The decision on Rwanda affirms that aid remains very highly politicised. It demonstrates that donors, at the expense of the poor and vulnerable, will use aid to push for political objectives or to reward compliance and punish non-compliance depending on “development partner” interests.

Budget support to Rwanda was frozen not because the country has failed to use it for the benefit of those who need it most, but to influence a political end in the DRC. There is no direct link between what is happening in the DRC and what aid achieves for ordinary Rwandan citizens. This is definitely not the right way to solve DRC’s problems. Rwanda should not be penalised for the failures of another country.

Critics of general budget support present it as if donors give the aid to Rwanda as a blank cheque that government can spend as it wishes. That is not true. The Government of Rwanda in its annual budget preparation works with its development partners to agree on allocations to agreed priority programs and results are pegged on a well-defined verifiable results framework. So donors know ahead of time where their money is going and what it will achieve.

While the case of bilateral donors withholding aid due to political consideration may be understood, the worst precedent that has been set is the politicisation of the multilateral development agencies – The World Bank and African Development Bank. This is unprecedented and has far reaching implication beyond Rwanda.

The World Bank and the AfDB are development Banks. Politics should be kept out of their business and operations. Rwanda has not violated any agreement with the institutions. Donors must keep politics out of these reputable global organisations whose sole mandate is development and not politicking. This may be about Rwanda today, but the implications for the functioning, governance, and reputation of these banks and the countries they serve is far reaching and exposes them to risk. This must stop. Rwanda has not violated any terms of the World Bank or the Africa Development Bank and interests in DRC that have nothing to do with Rwanda should not be brought into their governance and decision-making process. There is no reason for the rich countries of Europe to politicise these institutions. This is a very dangerous path and should not be ignored or seen as limited to Rwanda.

One important point to underscore is that these political decisions directly affect the poor. They compromise the quality of aid which has an adverse effect on the quality of development outcomes and results. But fundamentally the belief that aid is primarily aimed at reducing poverty and improving the welfare of the poor is greatly undermined. Even ordinary citizens begin to perceive aid as a tool only intended for political control and to buy political leverage and influence.

The Rwanda case should therefore not be seen in isolation. It should awaken developing countries to the reality that aid is very volatile. It is intensely more political than we have previously believed. We can no longer claim that aid is fundamentally for poverty reduction and development when at the flimsiest excuse, lives of the poor can be put on line due to political considerations.
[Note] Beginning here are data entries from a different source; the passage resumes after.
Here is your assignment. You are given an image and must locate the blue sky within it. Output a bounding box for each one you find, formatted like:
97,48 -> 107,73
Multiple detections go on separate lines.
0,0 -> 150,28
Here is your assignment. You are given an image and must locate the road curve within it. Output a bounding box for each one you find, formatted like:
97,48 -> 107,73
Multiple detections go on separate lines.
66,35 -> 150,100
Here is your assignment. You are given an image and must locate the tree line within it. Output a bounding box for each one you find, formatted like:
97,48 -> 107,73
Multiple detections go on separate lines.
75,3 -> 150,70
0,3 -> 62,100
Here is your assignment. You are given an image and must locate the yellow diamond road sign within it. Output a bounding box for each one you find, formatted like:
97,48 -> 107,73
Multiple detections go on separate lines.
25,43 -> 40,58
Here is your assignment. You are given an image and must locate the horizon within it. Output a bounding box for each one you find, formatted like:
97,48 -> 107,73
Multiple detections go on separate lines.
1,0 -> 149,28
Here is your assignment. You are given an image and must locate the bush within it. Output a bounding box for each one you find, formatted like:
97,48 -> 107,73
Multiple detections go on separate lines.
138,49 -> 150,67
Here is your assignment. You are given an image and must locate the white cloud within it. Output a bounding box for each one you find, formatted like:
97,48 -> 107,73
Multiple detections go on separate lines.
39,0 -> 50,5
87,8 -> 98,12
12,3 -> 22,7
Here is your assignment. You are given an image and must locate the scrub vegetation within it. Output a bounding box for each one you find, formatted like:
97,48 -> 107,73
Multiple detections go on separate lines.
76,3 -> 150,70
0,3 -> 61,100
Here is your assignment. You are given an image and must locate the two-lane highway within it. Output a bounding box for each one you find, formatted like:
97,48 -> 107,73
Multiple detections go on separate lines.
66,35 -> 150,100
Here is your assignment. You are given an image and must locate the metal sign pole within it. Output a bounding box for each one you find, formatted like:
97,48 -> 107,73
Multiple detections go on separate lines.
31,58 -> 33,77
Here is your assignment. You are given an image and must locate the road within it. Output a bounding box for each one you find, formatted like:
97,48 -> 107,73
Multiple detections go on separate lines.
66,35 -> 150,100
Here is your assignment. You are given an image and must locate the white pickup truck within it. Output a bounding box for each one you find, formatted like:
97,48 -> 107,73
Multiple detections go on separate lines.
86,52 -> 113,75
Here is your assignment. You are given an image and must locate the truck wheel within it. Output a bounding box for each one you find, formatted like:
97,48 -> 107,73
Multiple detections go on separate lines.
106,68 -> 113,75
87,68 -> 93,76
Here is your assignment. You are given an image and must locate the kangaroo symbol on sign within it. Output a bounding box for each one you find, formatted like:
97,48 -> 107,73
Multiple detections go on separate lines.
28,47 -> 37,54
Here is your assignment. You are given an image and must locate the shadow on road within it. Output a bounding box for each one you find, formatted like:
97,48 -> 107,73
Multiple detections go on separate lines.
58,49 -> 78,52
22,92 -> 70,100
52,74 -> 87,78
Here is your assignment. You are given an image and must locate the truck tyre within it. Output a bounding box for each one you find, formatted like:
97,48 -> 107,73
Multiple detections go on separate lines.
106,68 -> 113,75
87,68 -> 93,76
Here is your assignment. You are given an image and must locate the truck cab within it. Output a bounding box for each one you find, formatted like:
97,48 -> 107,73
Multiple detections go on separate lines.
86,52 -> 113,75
Developing countries also need to reflect on the nature of the relationship between donors and aid recipients. Is it truly a development partnership or paternalism? Until recently, Rwanda had believed that the relationship had moved closer to a partnership. Reality has now dawned that aid remains very unpredictable and the donor-aid recipient relationship might be slipping back into the 1960s approach where political, military and economic interests were the major determinants of the nature of aid countries received.

Donor commitments are increasingly becoming a talk-show and mature democracies of the world can renege on their own commitments and fail to honor agreements on aid disbursements without accountability.

I would be curious to know what we would be saying if the Busan High Level Forum on aid effectiveness was happening tomorrow and the evaluation of progress on the forgotten Paris Declaration on aid effectiveness was happening today. We certainly have another aid effectiveness show coming in the near future and the same commitments will be rehashed.

Ernest Rwamucyo is the Rwanda High Commissioner to the UK.